Ключевые слова: Евгений 3амятин; музыка слова; звукообраз.
Dyakova K.V.
Zamyatin about “the music of a word”.
The article discusses representations of writer E.I. Zamyatin about the music of a word and his relation to sound images of literary works. The analytical review of theoretical, critical, autobiographical works of E.I. Zamyatin where the author anyhow raises the question on sound function in art prose is spent.
Key words: Evgeny Zamyatin; music of a word; sound image.
3вуковое1 мышление не только Евгения Ивановича Замятина (1884—1937), но и других писателей может исследоваться на разных уровнях философии и поэтики художественного текста: звукописи-инструментовки; ритмики; строфической композиции; звуковых лейтмотивов; образов звучания как элементов образной системы; звуковых рядов.
В произведениях Замятина фонике и ритмике уделено большое внимание, однако бытование звука этим далеко не ограничивается. В случае с Евгением Замятиным важна роль звука как абсолютно самостоятельного художественного образа, опирающегося практически всегда на развернутое лексическое описание, апеллирующего к психике, к чувственному восприятию.
Можно уверенно констатировать крайне малую степень разработанности исследуемого материала в научной литературе: проблема звукового пространства, образов звучания как элементов образной системы Замятина до сих пор не была предметом специального изучения, несмотря на то, что многие замятиноведы акцентировали ее большую значимость в творчестве писателя. Обозначение отдельных звукообразов как концептуально значимых художественных деталей прозы Замятина и выделение единичных звуковых рядов, чем, как правило, ограничивается сегодня изучение этого аспекта творчества писателя, представляются недостаточными. Очевидна необходимость глубокого анализа всего звукового пространства в полном контексте его художественного воссоздания, семантической насыщенности, философской, психологической, эстетической содержательности.

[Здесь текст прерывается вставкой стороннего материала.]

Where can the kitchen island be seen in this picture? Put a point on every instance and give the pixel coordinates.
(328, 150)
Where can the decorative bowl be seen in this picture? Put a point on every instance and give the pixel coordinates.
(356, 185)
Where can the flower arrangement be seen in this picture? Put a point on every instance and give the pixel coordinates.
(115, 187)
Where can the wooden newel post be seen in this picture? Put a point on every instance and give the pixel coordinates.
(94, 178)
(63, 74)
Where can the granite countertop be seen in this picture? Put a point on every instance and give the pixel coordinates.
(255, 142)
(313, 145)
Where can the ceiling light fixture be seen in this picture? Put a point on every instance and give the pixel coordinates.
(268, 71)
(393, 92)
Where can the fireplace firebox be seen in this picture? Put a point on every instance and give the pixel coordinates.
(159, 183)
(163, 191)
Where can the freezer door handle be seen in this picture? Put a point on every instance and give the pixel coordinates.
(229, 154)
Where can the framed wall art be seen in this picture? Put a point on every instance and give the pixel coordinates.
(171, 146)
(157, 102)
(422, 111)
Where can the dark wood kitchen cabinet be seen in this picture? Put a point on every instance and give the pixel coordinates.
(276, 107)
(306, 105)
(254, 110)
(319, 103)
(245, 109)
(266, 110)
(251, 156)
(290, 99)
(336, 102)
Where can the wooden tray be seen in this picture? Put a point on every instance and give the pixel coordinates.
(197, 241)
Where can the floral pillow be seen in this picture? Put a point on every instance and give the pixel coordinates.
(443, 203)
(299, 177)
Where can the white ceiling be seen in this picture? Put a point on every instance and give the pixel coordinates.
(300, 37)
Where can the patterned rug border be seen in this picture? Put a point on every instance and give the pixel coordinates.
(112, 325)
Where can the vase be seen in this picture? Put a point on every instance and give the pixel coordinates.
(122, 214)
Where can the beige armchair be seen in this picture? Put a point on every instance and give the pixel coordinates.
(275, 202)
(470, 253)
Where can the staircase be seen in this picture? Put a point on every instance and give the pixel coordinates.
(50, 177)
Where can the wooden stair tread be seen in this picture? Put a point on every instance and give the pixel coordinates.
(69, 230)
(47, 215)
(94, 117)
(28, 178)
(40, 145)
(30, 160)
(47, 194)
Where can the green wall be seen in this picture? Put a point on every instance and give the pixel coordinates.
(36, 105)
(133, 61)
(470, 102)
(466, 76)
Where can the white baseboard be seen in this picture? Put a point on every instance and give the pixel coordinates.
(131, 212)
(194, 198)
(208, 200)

Актуальность исследования обозначенной проблемы определяется необходимостью объективной историко-литературной оценки феномена литературы «русского зарубежья», в частности, художественных открытий выдающегося русского писателя Е.И. Замятина; актуализацией в условиях современных социокультурных процессов проблемы сохранения национальной специфики искусства слова; обоснованностью резкого поворота отечественной культурологии к краеведческим аспектам, к материалу жизни русской провинции; необходимостью уточнения и разработки новой специальной научной терминологии в области литературоведения; возросшим интересом современной филологической науки к вопросам индивидуальной поэтики, микропоэтики и акустической семантики; вниманием современного замятиноведения к таким художественным структурам, которые сам Замятин называл «инструментовкой», организацией тональности; целесообразностью проведения сравнительного анализа оценок отечественной и зарубежной науки о литературе «русского зарубежья» (Е.И. Замятине).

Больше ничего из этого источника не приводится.